Хотя с выводами она поторопилась: мама еще до конца не отошла. Даже подарок ей вручила чересчур сдержанно и чопорно — им оказался охламонистый черный свитер в разноцветную горизонтальную полоску (которая, как известно, полнит), да к тому же размера на два больше. (Что называется, "на вырост". Она никогда не одобряла дочкиного Скорпионского увлечения всем коротким и облегающим.) Янка вежливо поблагодарила и из чувства вины разыграла бурный продолжительный восторг — вот с ним, пожалуй, переборщила, мама-то ведь тоже с мозгами… А про себя твердо решила, что в лицей это страхолюдие ни за какие деньги не наденет, нечего позориться!
Следующим подоспел Ярик, сунул под нос компакт-диск неизвестной Яне зарубежной группы c неудобочитаемым названием, она в первый раз про такую слышала. (Стало невыносимо смешно: до чего же это на него похоже!
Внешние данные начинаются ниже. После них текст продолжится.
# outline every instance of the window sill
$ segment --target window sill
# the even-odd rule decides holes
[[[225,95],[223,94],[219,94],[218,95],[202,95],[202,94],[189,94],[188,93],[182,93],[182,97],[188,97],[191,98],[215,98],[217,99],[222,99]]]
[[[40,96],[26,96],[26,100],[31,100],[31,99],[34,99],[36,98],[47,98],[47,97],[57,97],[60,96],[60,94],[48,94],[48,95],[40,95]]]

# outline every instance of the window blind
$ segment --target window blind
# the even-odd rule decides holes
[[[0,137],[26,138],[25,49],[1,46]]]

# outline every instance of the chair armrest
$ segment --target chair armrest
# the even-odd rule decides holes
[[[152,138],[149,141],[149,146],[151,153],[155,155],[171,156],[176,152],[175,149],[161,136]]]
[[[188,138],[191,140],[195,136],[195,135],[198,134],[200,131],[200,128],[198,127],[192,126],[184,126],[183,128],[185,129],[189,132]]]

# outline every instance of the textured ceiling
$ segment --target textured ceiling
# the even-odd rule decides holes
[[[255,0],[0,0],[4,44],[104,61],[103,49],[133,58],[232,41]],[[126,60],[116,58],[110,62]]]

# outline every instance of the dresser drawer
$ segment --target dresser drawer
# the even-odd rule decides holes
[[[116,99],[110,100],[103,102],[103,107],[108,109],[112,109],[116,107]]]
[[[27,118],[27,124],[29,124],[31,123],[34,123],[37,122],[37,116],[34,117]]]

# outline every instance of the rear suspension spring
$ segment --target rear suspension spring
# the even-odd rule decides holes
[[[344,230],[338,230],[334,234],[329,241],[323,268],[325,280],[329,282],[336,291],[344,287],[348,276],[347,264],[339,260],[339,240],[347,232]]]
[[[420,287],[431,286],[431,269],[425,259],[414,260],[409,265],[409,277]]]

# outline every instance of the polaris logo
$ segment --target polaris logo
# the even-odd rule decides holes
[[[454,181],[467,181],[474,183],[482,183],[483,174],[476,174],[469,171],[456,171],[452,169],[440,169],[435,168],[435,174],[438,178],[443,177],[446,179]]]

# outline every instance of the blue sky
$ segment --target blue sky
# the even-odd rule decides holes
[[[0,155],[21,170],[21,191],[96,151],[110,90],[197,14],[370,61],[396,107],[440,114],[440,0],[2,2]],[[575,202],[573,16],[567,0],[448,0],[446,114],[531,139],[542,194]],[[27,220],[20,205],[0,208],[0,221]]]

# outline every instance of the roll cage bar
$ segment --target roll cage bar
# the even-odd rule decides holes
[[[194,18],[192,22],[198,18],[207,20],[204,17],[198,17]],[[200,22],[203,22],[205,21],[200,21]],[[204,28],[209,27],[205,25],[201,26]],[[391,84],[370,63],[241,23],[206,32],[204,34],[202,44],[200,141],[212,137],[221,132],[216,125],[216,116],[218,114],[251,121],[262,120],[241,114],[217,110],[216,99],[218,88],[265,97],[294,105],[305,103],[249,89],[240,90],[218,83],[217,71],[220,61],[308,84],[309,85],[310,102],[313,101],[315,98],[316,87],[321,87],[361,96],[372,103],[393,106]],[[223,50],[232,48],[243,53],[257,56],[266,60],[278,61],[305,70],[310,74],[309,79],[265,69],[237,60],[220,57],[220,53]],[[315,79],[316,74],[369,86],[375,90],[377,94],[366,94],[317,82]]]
Ну что еще, скажите на милость, брательник мог ей подарить? Колесо от мотоцикла не в счет.)
Но Славка на простом вручении своего уникального диска не успокоился и с горящими фанатическим пламенем глазами взялся подробно по пальцам перечислять, чем именно этот концерт такой супер-пупер замечательный. Минуты через две папа отодвинул его в сторонку и ко всему сказанному присовокупил, что если именинница не против, то они сегодня могут прошвырнуться по городу, подышать свежим воздухом. Ну и по магазинам, естественно.
— Now you're talking! (Мне нравится ход твоих мыслей!) — удовлетворенно отозвалась Яна, накладывая себе на тарелку целую гору маминых салатов, каждого по ложке. (Фраза была из вчерашнего фильма с Эдди Мэрфи, выскочила некстати из закоулков памяти.) И боковым зрением успела ухватить, что мама у окна недовольно поморщилась — то ли от Янкиного пижонского английского (она эти игры терпеть не может), то ли от самой идеи шоппинга. Но говорить ничего не стала: видать, по случаю прошедшего праздника решила сдержаться, честь ей и хвала…
А папа без всякого предупреждения взялся за ее, Янино, воспитание, чего она с утра (да еще в воскресенье) аж никак не ожидала:
— Что-то я тебя вижу по большим праздникам! Или ночью, когда уже спишь, или утром, как еще не проснулась.
Янка дипломатично промолчала, сметая с тарелки остатки вчерашнего пиршества, не стала углубляться в эту более чем скользкую тему.
— Молчание — золото! — сам себе ответил отец и притворно вздохнул. Яна вместо ответа неопределенно повела бровями, да так, что сразу и не разберешь: то ли поддержала, то ли в мягкой форме выразила свое полное несогласие.
В некоторых вопросах Янка отличалась маминой консервативностью: не успев еще закрыть за собой дверцу машины, потребовала, чтобы ехали в "ее бутик". (Тот самый, который на пару опустошали месяца два назад, сразу после Володиного возвращения с рейса.) Нельзя сказать, чтобы он сильно воодушевился от этой идеи, слишком уж навязчивой показалась в прошлый раз продавщица — из молодых, да ранних. Но разбавить слегка натянутую обстановку не помешает: дочка до сих пор держится с ним подчеркнуто официально, с заметной прохладцей. Вот ведь Скорпионище, теперь еще год будет вспоминать!..
В магазинчике на сей раз пронесло: их встретила уже не блондинка "а ля Мэрилин Монро" с остро отточенными красными ноготками, а черненькая и востроносенькая девица с прической под Мирей Матье. Правда, и щебетала без умолку высоким пронзительным голосом, у Володи после первой же рулады основательно заложило уши. Но Янка не обратила на все эти неудобства никакого внимания и с раздувшимися от азарта ноздрями ринулась в женский отдел. Под предлогом неусыпного родительского ока он поспешил следом за дочкой, но оторваться не удалось. Востроносая девица, должно быть, истосковалась за утро без человеческого общения и теперь энергично наверстывала упущенное, комментируя каждое дочкино движение от одной вешалки к другой. Через пять минут Владимир приспособился и слушал ее как включенное на весь день радио: про погоду — так про погоду, про урожай зерновых или бахчевых — тоже милости просим… Привычный шумовой фон.
Да только рано расслабился: болтушка испуганно пискнула, поперхнулась очередным словом и крепко сжала бордовые губки. Володя машинально проследил за ее взглядом: из внутренней двери магазина выскочила стройная и со вкусом одетая женщина лет под сорок-тридцать семь, тщательно накрашенная и подмазанная. (Такой бы утренний променад совершать где-нибудь на Елисейских полях, а не обретаться в их провинциальном — хоть и уютном, никто не спорит! — городе.)